A just-launched “Google-native rewrite” of Zync Render, Google Cloud Platform’s rendering offering, will decrease job start-up time and increase scalability for users who have integrated Google’s cloud-based offering into their VFX and animation pipelines, the company said.
Zync Render v 2.0 is the result of months of infrastructure optimization, according to Product Manager Todd Prives, who said in a company blog post earlier this month that Zync Render can now be deployed across up to 48,000 CPU rendering cores. The new release also allows more granular configuration options geared toward larger studios who need to set usage quotas per-site, per-project and per-user, Prives said
“Zync has taken advantage of the multitude of GPU offerings available on GCP,” Prives wrote. “These offerings work with some of the leading software vendors of GPU rendering technology so users can render using more high-performing cloud resources for better performance than what they could typically achieve on-premises.”

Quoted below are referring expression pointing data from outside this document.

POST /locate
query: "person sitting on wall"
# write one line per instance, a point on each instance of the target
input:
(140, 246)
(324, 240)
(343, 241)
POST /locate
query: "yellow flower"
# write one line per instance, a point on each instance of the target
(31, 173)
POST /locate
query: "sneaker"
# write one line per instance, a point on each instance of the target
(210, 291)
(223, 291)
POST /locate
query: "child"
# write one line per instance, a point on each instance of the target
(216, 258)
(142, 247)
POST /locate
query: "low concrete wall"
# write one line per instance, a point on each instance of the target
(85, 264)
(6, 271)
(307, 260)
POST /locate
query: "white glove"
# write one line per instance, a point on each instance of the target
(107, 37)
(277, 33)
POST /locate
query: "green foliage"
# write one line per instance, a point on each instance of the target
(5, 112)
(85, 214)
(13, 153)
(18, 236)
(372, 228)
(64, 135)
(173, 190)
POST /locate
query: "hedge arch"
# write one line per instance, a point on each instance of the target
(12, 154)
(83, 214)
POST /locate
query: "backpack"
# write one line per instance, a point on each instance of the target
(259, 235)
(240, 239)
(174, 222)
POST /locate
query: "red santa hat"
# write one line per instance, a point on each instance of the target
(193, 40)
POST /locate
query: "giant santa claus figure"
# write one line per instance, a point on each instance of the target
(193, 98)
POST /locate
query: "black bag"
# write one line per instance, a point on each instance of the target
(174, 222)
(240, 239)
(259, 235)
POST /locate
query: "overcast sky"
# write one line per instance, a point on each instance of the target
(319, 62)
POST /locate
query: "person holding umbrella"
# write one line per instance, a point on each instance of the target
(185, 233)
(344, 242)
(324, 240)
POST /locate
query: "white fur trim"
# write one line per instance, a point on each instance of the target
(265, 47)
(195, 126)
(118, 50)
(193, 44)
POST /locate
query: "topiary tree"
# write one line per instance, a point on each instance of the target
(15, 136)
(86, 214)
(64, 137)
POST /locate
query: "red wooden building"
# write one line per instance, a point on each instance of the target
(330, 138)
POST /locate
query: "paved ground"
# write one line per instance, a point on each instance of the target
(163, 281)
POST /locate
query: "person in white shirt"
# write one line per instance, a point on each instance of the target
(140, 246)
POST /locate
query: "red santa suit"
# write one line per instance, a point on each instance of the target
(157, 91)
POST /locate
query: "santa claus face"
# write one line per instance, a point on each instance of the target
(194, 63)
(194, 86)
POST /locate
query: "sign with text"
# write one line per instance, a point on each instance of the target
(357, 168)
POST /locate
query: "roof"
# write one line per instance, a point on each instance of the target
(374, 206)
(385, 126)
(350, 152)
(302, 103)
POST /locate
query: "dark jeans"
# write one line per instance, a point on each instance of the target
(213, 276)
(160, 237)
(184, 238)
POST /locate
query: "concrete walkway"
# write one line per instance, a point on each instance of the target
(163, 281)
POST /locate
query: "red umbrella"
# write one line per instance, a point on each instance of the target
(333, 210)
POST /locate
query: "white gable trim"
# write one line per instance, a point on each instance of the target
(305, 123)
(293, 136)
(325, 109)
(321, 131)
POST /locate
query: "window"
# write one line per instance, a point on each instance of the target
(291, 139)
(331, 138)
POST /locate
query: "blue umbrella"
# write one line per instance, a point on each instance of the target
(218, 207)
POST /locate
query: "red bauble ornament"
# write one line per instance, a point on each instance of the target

V-Ray aficionados will be happy to hear that Chaos Group’s popular V-Ray renderer is now supported in Maxon Cinema 4D, and that Google has reduced prices for using V-Ray with Autodesk Maya and 3ds Max.
Originally launched by Zero VFX in 2011, Zync was acquired by Google in 2014. Today, it runs as a native plug-in with C4D, Autodesk 3ds Max and Maya, Foundry Nuke, and SideFX Houdini and supports a variety of rendering engines. Hourly pricing is based on the renderer being used and the types of virtual machines being utilized; the scale starts at $0.51 for V-Ray running on eight virtual CPUs in 3ds Max, Maya, or C4D.